A new beginning perched on the edge of the past.

I often find myself perched at the edge, one foot in and one foot out of the environment around me. I look for things that are passed by, things left behind, things being reclaimed. I find beauty in these things.

My photographs have strong graphic elements, which is a natural result of my work as a graphic designer. My eye is drawn to lines, shapes and converging elements.

With my photograhy, I focus on what is at the edge of our vision, on what we tend not to see or consider worth seeing. I capture what exists at the edge of something else. A nowhere place, neither one thing or the other.

We live in a constantly shifting world. We divide the world into easily digestible pieces, seeing how every moment, event, diminutive element fits into the big picture.
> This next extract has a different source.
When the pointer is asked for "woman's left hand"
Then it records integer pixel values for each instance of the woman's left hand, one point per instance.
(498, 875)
By getting caught up in this pursuit of minutiae, we miss much of the beauty around us. With my photography I have given close attention to isolated, fleeting moments as I saw them in that instant. It's in that moment that I try to capture the "mysterious, awesome, indescribably magnificent world" memorialized by Henry Miller. Places where man and nature impinge on one another. Things once vital to one, but now forgotten, become vital once again to the other.

Old tools left behind; vines growing on concrete; a sign of hope in the desert; dive fins from nuclear submarines used as art; a shed weathered and blistered in the sun. These things are at the edge of our vision.

At the edge of civilization is the beginning of wilderness. As we encroach on nature we use it to create civilization. In the end, nature reclaims what is used up by man, on a boundary that is constantly in flux.